Ballistic Missile
North Korea is currently working on an advanced form of KN-20 ICBM that could potentially strike the United States. This photo shows a test-fire of a ballistic missile at an undisclosed location in North Korea, May 30, 2017. Getty Images/ STR

According to latest reports, after conducting its last intercontinental ballistic missile (ICBM) test less than six months ago, North Korea is currently working on an advanced form of KN-20 ICBM that could potentially strike the United States.

Anonymous U.S. officials spoke to CNN, stating that North Korean leader Kim Jong Un’s regime is working to improve their missile and nuclear weapons attack capability and by 2018, it could be affixing miniaturized warhead on top of an intercontinental missile, designed to target the U.S. mainland. In the light of accelerated weapons program by Pyongyang, many people working for the Trump administration have sounded the alarm regarding an impending threat to the nation.

"In terms of a sense of urgency, today, North Korea certainly poses the greatest threat," Gen. Joseph Dunford, chairman of the Joint Chiefs of Staff, recently testified to Congress. Defense Secretary James Mattis said, "North Korea has accelerated the threat that it poses to its neighbors and the world through its illegal and unnecessary missile and nuclear weapons programs."

Additionally, advancement in North Korea's nuclear fuel, missile launchers, guidance, and targeting systems are also underway. In the meantime, U.S. remains adamant on not accepting a nuclear North Korea under any circumstances. During President Donald Trump’s upcoming tour to Japan, South Korea, China, Vietnam, and the Philippines, the growing threat from North Korea is going to be a hot topic of discussion, according to CNBC.

Although North Korea is testing out various prototypes of ICBM, experts believe that it is far from perfecting the technology that can be deemed operational. "I think North Korea has definitely demonstrated improved capability in its testing the past several months," Terence Roehrig, a professor at the U.S. Naval War College, told the Korea Times. "However, I am not convinced they yet have an operational ICBM but they will continue working on it and if they do not have that capability now, they will at some point in the future.

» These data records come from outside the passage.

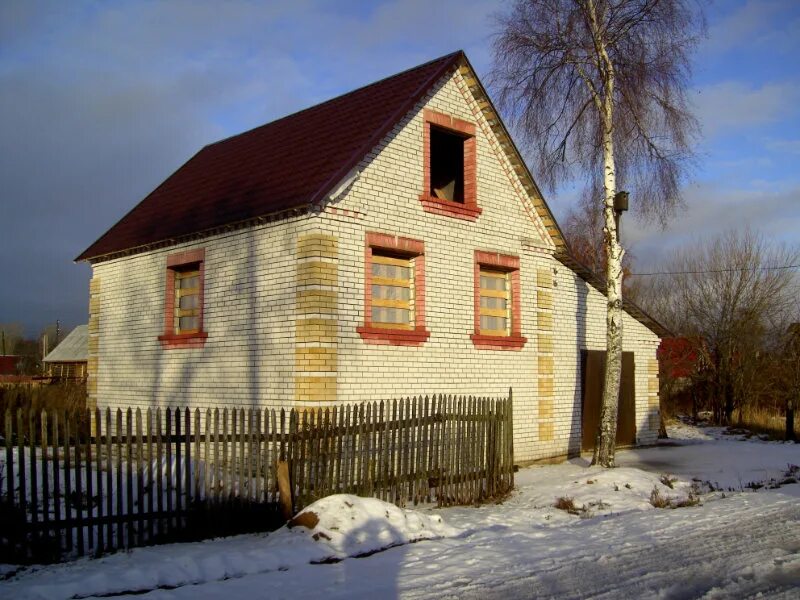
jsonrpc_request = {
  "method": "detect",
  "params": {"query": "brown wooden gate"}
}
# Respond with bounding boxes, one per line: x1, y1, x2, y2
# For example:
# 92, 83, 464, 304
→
581, 350, 636, 450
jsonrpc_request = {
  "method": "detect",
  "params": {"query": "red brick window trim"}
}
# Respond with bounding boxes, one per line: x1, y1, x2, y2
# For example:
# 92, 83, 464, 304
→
357, 233, 430, 346
470, 250, 528, 350
158, 248, 208, 348
419, 108, 482, 221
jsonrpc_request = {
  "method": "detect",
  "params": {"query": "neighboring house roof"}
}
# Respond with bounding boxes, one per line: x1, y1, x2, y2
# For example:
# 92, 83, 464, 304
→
555, 253, 673, 338
76, 51, 563, 260
76, 50, 668, 335
43, 325, 89, 362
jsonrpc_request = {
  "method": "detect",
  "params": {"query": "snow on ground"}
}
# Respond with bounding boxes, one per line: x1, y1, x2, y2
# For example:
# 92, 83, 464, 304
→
0, 425, 800, 600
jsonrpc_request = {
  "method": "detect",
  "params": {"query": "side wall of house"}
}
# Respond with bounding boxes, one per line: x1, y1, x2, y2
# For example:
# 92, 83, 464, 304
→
89, 216, 313, 408
310, 67, 657, 461
306, 72, 657, 461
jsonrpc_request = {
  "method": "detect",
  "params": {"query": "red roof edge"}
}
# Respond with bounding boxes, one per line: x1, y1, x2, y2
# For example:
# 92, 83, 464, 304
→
73, 144, 210, 263
74, 50, 468, 262
310, 50, 466, 206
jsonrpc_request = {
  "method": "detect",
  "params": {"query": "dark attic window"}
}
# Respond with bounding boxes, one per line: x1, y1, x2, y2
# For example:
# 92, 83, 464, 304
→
430, 127, 465, 204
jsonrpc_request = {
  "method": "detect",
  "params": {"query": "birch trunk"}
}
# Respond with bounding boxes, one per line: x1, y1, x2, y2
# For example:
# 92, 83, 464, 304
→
592, 61, 624, 467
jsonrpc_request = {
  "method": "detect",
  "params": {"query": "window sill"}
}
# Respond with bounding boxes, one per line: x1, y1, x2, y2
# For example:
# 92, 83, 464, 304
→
469, 333, 528, 350
419, 194, 483, 221
158, 331, 208, 348
356, 325, 431, 346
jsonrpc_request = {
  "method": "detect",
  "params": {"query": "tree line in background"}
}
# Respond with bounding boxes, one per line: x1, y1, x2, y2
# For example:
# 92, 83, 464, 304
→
634, 229, 800, 439
0, 323, 71, 375
564, 203, 800, 439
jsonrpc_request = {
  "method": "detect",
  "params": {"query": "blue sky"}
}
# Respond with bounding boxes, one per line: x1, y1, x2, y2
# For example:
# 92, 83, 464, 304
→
0, 0, 800, 334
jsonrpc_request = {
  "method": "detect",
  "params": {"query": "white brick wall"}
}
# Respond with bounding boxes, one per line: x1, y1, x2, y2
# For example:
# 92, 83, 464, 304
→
322, 69, 658, 461
94, 217, 312, 408
94, 65, 658, 461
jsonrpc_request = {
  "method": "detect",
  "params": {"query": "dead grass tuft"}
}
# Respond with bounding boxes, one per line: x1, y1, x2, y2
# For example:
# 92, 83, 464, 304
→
553, 496, 580, 515
650, 486, 700, 508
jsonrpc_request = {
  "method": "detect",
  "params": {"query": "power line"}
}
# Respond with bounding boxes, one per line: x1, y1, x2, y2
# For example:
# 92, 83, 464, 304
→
626, 265, 800, 277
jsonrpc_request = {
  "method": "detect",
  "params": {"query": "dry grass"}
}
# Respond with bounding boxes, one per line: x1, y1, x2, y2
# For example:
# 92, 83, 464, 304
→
736, 407, 800, 440
553, 496, 581, 515
0, 383, 86, 435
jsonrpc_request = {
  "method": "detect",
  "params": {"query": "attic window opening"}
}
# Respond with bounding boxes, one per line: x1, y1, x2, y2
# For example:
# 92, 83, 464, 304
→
158, 248, 208, 348
429, 127, 464, 204
419, 108, 481, 221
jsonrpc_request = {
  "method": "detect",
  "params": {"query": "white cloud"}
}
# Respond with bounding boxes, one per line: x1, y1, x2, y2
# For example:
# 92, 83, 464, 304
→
695, 81, 800, 138
623, 181, 800, 269
702, 0, 797, 53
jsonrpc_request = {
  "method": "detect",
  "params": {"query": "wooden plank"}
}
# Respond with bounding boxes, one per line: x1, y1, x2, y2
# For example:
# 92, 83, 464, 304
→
409, 396, 419, 506
136, 408, 147, 546
453, 396, 466, 504
52, 409, 63, 550
334, 406, 347, 494
252, 409, 266, 503
62, 410, 74, 552
17, 408, 28, 536
375, 400, 388, 502
276, 460, 294, 521
159, 406, 169, 536
343, 404, 358, 494
145, 408, 155, 543
5, 408, 12, 506
70, 412, 86, 556
286, 410, 302, 514
23, 409, 39, 556
208, 408, 214, 504
292, 410, 308, 510
238, 408, 247, 501
361, 402, 372, 497
117, 408, 127, 549
193, 408, 200, 503
39, 410, 50, 548
164, 407, 173, 533
184, 408, 192, 510
209, 407, 219, 504
81, 410, 95, 550
230, 408, 239, 502
94, 408, 104, 553
105, 407, 113, 550
269, 408, 283, 502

North's goal is to develop an ICBM with a range of about 6,213 miles so that it can strike the U.S. mainland. However, in the last missile test conducted by North Korea on July 28, the ICBM reached a maximum altitude of 2,299 miles which hinted to the fact that the Pyongyang has a long way to go when it comes to reaching its military goal.

Nevertheless, David Wright, co-director of the Global Security Program at the Union of Concerned Scientists, had opined that the ICBM, launched by North Korea during its first testing (July 4), which flew to an altitude of 1,739 miles before landing in the East Sea, could have flown up to 4,163 miles if it had been launched on a standard trajectory, not at a steep angle.

Roehrig also did not believe that Kim ’s regime had perfected the warhead re-entry technology, despite the two missile tests demonstrating a dummy warhead successfully re-entering the atmosphere. This is because implementing the technology when it comes to ICBM is a lot more difficult. "North Korea has a re-entry vehicle for its short and medium-range missiles, but this is a more difficult challenge for an ICBM," he said. "Guidance systems are another challenge. There are many things that have to work in the proper order for a successful ICBM capability."